Valenciano, who heard the case because all four Big Island circuit judges recused themselves from hearing the suit, ruled the group calling itself “The Association of Apartment Owners of Country Club Hawaii, Inc.” didn’t have legal standing to sue because the mail-in election the group ran was not according to the apartment’s bylaws.
Steve Strauss, attorney for the apartment owners’ group, led by Carl Oguss, asked Valenciano to hold off on his ruling so another election could be held, but the judge denied the request.
The dismissal was without prejudice, which means plaintiffs can re-file the suit, and Oguss said he intends to do so.
“We suffered a very strange fate on Friday,” Oguss said. “… The only thing we had to do is prove that (apartment) sales had occurred before 1987, before the declaration of bylaws were written.” Oguss claimed Strauss had evidence Oguss said would legally invalidate the building’s bylaws but failed to submit it to the court.
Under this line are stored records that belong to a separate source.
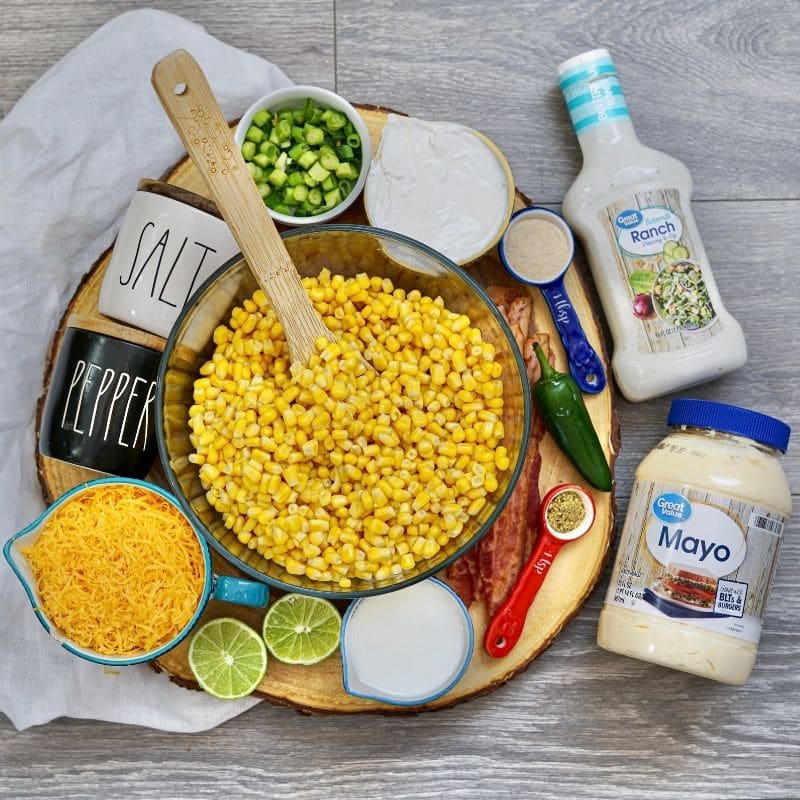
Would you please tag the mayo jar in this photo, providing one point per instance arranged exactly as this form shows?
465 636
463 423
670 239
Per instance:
700 543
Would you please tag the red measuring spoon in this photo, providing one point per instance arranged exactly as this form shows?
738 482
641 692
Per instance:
506 626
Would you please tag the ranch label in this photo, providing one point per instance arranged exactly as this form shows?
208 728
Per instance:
659 265
100 407
698 558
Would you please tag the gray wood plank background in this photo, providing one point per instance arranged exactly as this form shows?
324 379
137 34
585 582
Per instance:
712 83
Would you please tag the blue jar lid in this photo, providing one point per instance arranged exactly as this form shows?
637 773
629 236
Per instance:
730 419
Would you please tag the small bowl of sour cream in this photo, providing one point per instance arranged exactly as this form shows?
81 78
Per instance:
408 647
441 183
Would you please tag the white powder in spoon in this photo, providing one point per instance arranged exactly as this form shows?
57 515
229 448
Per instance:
536 249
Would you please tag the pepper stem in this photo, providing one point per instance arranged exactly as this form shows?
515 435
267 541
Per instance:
547 370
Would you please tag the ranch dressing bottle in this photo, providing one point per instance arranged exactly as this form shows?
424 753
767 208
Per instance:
630 207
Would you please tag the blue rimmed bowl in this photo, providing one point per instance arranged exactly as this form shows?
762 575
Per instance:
217 587
347 250
409 648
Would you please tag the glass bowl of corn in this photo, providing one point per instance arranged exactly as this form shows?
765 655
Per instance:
375 465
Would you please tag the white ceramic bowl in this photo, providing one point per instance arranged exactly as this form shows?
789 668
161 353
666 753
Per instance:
294 97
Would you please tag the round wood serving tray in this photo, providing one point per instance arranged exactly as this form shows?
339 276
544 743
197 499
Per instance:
319 689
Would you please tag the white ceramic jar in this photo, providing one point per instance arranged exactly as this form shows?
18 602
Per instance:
700 543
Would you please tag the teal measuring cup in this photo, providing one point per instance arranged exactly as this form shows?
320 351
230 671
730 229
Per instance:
216 587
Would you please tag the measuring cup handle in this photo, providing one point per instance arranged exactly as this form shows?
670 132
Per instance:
241 592
584 363
506 625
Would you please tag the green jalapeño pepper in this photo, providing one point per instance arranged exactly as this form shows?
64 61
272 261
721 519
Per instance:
565 416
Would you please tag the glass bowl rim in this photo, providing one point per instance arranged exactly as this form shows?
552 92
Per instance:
344 594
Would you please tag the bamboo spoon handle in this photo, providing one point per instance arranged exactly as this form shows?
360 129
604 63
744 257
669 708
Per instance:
192 109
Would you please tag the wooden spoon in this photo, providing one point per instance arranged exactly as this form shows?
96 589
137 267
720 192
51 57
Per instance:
192 108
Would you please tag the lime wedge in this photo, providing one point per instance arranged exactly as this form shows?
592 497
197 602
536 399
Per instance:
228 658
302 630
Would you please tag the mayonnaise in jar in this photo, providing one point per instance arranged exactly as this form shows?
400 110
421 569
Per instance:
700 543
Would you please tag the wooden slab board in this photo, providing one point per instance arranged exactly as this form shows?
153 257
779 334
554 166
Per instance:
319 689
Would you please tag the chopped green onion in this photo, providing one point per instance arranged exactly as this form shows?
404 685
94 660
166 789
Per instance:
261 118
318 172
277 177
304 160
298 150
254 134
345 152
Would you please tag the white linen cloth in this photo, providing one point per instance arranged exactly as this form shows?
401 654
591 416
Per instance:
71 153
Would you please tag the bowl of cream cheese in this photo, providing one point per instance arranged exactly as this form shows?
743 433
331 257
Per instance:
441 183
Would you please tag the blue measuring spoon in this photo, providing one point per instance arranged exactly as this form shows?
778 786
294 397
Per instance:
585 365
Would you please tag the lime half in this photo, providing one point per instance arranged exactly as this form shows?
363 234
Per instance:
228 658
302 630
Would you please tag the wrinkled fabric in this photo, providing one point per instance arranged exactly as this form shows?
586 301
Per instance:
71 153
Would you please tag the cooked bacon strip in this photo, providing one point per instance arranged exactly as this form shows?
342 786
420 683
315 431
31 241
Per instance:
500 552
491 568
537 432
460 579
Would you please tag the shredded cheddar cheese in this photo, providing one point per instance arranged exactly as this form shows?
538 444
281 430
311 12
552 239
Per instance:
118 569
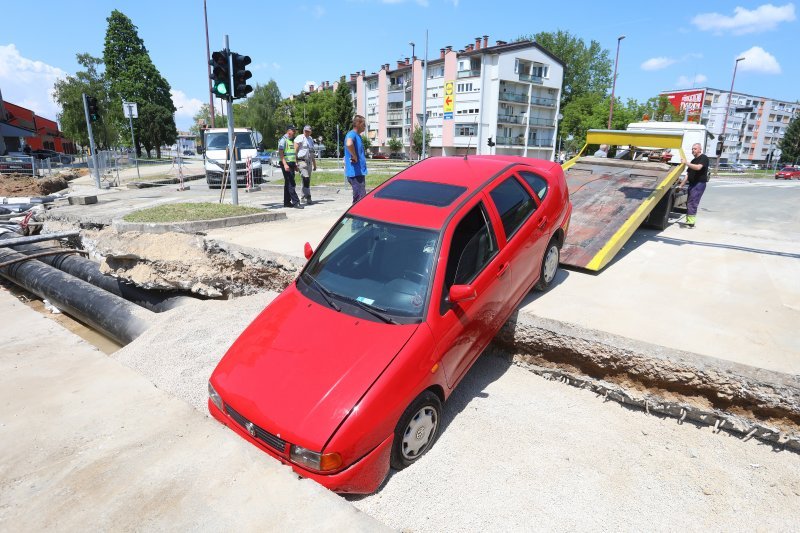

“We’re wondering if this is merely gross negligence or truly willful misconduct,” Oguss said. “The suspicion of my board is that this is willful misconduct.”
The dismissal upholds the authority of the building’s original board of directors chaired by Macomber, a board Oguss claimed was improperly controlled through proxy votes by building leaseholder Herbert Arata.
“As I said all along, the truth will prevail,” Kevin Aoki of Property Professionals said Tuesday. Aoki, who was the building’s former managing agent, is Sadao Aoki’s son and Arata’s nephew.
Honolulu attorney George Van Buren was appointed as a receiver for the property due to financial gridlock and non-payment of bills caused by the battle of the boards. Valenciano terminated the receivership as part of his ruling. Van Buren said he will turn over maintenance fee funds collected from unit owners to the Macomber board.
The building had been more than $200,000 in arrears in paying its electric bill to Hawaii Electric Light Co., and the utility had threatened in February to turn the lights out at the six-floor Hilo building if payments were not paid.
In April, the utility said Van Buren was making progress in paying the outstanding bill. Van Buren said Tuesday “at least” $150,000 is still owed HELCO.
The building’s managing agent, Richard Emery of Hawaii First, called the ruling “very good news, because we know now who is in charge, and we can move forward in a positive way,” and added he and the board “are doing our best to make payments to them.”
“If we look at ownership (of apartment units), we had some paying this rogue board, we had some paying the receiver, and you had some waiting to hear from the judge,” Emery said. “Now that the judge has made his decision, we’re expecting those who had been waiting to make their payments and in very short order we should be in a position to pay everybody.
“I feel we can move forward and get Country Club-Hawaii squared away. They have a lot of opportunity, and if we can get everybody working together through the elected board of directors, we can solve all their problems in the next few months.”
Another lawsuit brought by Oguss’ group, which names Arata, his wife, Alyce Arata, both Aokis, Property Professionals and Ala Kai Realty is still active. That suit alleges misuse of apartment owners’ common area maintenance fees to operate the building’s hotel operation and pay its state transient accommodations taxes.
Valenciano is also the judge in that case, and his ruling Oguss’ group lacks legal standing to sue could have implications in that case, as well.
“I haven’t actually seen the written order …,” said Peter Steinberg, Oguss’ attorney for the still-active lawsuit. “We are studying the outcome and can’t really comment yet.”
Emery predicted a similar outcome.
“They didn’t have the standing to file the (first) suit, so you can pretty much figure out what’s gonna happen on that one,” he said. “The judge basically said … the Pearl Macomber board is the correct board.”
Neither Strauss nor Macomber returned phone calls Tuesday or Wednesday.